Once this was understood, Le Meridien employees began receiving broad community support.
In fact, the San Francisco Board of Supervisors instructed all city departments in 2010 to boycott Le Meridien and its sister hotel, the Hyatt Fisherman’s Wharf, until a “card-check” agreement is reached. We are still waiting.
Investors or Hoteliers?
Both hotels are now owned by the Chesapeake Lodging Trust (which franchises the brand names). And herein is part of the problem in getting an agreement – owners come and go.
Hospitality franchises are currently major magnets for investor conglomerates. As part of this high-stakes chess game, it’s not unusual for hotels to be sold every six or seven years. “This is the fourth owner of Le Meridien in 15 years,” Local 2 research director Ian Lewis told me.
It’s true. Chesapeake is a relatively new investment group. It purchased Le Meridien’s 360 rooms in 2010 for a whopping $397,000 per key.
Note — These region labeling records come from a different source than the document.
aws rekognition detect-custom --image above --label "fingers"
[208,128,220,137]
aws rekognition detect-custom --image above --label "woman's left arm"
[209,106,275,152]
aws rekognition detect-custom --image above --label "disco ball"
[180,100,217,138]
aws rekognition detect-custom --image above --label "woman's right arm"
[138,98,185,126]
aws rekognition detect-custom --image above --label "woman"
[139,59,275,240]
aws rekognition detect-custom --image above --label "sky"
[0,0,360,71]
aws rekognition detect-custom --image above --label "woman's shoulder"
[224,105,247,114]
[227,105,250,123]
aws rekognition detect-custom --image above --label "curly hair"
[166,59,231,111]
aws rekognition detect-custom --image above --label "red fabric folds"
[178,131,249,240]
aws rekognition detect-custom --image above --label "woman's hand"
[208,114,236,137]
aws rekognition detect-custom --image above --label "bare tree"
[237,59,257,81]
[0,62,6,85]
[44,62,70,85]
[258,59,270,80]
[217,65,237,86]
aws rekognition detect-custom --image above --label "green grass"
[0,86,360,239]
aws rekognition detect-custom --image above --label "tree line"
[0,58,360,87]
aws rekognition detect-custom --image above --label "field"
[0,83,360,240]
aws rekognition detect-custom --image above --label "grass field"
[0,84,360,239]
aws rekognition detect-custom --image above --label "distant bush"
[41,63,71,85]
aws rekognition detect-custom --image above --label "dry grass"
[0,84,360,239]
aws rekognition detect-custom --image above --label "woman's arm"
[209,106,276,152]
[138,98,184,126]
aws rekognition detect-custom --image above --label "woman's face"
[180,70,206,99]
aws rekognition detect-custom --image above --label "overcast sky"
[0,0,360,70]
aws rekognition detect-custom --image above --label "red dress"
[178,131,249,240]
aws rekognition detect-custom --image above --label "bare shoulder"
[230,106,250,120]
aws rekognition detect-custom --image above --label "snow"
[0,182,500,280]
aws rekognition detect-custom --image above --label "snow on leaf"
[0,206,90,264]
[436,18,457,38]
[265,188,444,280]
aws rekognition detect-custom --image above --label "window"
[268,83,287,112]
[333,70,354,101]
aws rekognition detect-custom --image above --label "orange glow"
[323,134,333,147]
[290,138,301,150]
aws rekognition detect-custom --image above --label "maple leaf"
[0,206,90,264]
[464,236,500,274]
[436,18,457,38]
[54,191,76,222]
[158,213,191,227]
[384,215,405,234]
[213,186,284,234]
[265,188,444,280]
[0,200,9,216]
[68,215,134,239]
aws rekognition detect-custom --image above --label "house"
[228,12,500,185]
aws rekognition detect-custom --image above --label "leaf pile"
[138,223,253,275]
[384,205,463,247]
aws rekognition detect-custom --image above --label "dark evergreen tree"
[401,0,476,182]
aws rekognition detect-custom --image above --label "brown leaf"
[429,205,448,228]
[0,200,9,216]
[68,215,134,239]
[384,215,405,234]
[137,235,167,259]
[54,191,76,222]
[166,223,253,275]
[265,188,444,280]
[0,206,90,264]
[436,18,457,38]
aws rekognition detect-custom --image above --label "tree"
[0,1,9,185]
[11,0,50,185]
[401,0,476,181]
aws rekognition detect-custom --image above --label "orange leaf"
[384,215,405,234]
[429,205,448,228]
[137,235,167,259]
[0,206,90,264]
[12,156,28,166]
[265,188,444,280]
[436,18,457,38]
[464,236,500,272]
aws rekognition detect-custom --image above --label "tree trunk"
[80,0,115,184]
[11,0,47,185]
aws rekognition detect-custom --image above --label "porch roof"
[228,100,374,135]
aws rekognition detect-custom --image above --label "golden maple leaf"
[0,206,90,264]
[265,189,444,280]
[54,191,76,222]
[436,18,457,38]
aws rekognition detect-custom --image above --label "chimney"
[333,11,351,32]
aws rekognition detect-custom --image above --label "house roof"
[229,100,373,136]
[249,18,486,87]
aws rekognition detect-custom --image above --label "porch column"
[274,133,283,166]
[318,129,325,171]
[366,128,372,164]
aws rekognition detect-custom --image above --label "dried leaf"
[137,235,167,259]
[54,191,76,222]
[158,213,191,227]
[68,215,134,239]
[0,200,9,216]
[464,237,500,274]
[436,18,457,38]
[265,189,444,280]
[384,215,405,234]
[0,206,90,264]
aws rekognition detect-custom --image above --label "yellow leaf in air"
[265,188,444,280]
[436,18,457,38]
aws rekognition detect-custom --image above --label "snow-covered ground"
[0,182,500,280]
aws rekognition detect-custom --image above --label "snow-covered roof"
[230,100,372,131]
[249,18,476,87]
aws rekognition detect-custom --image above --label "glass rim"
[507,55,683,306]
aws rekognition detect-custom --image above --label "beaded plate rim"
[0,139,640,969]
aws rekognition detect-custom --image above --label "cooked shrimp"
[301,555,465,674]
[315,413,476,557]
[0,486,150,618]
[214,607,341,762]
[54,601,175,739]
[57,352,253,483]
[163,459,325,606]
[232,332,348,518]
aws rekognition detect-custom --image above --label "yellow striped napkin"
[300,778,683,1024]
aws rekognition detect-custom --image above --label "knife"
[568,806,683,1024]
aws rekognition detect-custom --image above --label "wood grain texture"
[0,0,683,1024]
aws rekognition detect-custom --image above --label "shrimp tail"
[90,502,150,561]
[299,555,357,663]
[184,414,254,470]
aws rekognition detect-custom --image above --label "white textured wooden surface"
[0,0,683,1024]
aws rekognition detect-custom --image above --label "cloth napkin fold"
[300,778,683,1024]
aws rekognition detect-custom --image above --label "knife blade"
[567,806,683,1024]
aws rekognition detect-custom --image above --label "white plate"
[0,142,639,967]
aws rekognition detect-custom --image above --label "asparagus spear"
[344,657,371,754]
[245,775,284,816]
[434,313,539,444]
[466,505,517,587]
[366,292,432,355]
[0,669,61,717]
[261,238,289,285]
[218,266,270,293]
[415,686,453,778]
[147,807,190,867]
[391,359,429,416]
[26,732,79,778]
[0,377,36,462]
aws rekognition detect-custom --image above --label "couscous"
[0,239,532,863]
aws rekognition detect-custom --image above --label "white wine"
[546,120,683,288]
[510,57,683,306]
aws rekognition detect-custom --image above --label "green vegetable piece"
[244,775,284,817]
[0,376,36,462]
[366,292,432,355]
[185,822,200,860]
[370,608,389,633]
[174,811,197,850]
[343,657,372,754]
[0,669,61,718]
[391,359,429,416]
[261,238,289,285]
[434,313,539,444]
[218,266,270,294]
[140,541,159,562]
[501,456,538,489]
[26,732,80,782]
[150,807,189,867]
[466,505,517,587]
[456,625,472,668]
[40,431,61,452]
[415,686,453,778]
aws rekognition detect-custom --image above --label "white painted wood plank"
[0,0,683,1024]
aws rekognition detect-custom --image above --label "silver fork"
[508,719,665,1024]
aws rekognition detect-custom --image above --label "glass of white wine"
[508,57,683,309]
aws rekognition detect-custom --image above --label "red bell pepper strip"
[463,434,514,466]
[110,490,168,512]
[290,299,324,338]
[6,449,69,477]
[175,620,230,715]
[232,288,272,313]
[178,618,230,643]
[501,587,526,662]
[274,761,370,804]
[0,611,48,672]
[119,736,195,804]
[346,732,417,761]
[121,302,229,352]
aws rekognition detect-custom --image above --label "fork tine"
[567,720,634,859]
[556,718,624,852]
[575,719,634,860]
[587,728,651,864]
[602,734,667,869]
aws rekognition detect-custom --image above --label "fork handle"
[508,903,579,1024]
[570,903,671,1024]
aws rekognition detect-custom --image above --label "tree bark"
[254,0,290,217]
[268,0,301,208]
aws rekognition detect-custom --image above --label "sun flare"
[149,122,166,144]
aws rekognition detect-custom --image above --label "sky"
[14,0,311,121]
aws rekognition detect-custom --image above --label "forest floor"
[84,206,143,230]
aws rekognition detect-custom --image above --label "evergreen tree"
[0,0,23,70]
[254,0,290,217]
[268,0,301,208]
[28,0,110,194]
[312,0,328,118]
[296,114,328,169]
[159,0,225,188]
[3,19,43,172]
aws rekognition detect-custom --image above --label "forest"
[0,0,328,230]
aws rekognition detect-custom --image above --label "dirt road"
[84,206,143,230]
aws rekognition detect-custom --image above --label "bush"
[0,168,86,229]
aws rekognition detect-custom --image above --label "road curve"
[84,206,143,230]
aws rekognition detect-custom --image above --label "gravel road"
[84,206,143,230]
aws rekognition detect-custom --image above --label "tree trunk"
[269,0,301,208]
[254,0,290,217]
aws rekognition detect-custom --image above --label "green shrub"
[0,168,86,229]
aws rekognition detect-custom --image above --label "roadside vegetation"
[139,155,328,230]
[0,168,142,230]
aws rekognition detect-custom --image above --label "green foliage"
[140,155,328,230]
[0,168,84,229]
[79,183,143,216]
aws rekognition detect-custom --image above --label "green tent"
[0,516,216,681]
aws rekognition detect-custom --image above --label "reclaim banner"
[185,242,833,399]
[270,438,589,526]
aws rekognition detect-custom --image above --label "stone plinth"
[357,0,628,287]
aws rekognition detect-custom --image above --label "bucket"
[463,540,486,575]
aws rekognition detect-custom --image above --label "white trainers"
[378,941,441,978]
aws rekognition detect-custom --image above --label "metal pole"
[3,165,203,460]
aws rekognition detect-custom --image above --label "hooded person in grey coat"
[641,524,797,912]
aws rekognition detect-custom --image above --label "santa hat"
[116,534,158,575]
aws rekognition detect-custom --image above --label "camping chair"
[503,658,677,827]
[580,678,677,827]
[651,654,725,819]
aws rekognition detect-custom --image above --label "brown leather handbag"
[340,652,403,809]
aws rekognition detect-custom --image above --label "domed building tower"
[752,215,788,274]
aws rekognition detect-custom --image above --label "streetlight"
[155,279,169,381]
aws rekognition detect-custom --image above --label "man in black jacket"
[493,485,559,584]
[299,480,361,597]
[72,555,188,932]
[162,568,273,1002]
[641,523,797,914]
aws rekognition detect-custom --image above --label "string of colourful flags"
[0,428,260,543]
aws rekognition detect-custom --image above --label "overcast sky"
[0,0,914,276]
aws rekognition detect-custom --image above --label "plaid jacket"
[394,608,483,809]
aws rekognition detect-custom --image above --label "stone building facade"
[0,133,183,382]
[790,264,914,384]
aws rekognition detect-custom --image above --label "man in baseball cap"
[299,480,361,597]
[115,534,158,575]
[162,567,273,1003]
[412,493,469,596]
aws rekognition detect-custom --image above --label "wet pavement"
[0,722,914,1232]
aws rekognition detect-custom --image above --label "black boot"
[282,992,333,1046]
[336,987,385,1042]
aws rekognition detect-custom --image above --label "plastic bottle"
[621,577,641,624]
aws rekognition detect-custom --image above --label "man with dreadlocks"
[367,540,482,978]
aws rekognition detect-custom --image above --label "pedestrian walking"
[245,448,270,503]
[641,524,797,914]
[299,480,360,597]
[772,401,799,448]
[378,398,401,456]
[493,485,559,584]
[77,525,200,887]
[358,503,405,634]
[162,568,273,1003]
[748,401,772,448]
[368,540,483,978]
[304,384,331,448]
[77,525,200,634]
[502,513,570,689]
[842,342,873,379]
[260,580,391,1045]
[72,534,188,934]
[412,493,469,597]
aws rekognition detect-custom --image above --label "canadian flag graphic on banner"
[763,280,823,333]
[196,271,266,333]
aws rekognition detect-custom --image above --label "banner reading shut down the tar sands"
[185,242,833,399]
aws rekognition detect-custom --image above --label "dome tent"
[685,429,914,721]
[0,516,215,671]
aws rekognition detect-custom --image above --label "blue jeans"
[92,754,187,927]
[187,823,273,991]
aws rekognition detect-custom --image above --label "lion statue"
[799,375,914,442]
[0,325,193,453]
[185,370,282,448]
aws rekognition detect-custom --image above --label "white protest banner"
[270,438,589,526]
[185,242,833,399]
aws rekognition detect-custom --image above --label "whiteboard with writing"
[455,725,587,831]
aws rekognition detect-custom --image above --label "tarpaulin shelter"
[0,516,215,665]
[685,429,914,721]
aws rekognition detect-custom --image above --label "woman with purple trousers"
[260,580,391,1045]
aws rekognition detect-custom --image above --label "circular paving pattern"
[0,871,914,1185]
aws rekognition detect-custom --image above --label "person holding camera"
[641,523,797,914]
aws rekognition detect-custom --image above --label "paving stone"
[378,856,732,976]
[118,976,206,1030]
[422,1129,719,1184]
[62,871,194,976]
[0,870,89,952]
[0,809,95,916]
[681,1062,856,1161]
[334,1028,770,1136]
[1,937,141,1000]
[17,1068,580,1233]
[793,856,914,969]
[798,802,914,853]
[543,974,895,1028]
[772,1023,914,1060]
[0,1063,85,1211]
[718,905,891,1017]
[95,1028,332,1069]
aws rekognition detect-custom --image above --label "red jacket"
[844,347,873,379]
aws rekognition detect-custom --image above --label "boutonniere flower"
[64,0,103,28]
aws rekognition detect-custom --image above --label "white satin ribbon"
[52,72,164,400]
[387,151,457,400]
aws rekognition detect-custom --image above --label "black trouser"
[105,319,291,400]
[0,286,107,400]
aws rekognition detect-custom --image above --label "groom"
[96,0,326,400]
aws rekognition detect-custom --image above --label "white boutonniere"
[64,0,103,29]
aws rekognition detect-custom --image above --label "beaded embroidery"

With these high stakes, it makes sense that they look at the hotel “as a real estate asset above all else,” Lewis explained.
As a result, investors like Chesapeake often make grand and attractive capital improvements in their buildings that immediately increase the “property value” but invest less in service improvements that increase the “guest experience,” something not calculated or quantified by company accountants.
At Chesapeake’s Le Meridian and Hyatt Fisherman’s Wharf hotels, employees have openly complained about about rushing to perform multiple jobs while trying to deliver good service to guests.
Of course, management invests even less in benefits for employees.
“I needed surgery,” 15-year Le Meridien server Edwin Lopez complained, “but the company’s health insurance copayment was too expensive so I had to get it done in El Salvador.”
Not unlike other detached owners of our day, it becomes difficult to get their attention unless it affects their bottom line.
Rosie Shows Up!
Since Le Meridien makes special efforts to attract business women and since a majority of hotel employees — especially room cleaners — are also women, Rosie decided to make a personal appearance to address the particular issues of women hotel workers.
Rosie knows from the experience of eight million women entering the workforce during WWII that women should not take their rights for granted. Performing the same jobs as men, they were usually paid half and when the war ended, despite a poll registering their majority desire to stay, they were sent back home. Women voices were silenced.
Now some 70 years later, Rosie’s appeal hopefully convinced some of the influential women clientele of Le Meridien to not abandon their sisters and their fellow workers who only want the chance to be heard.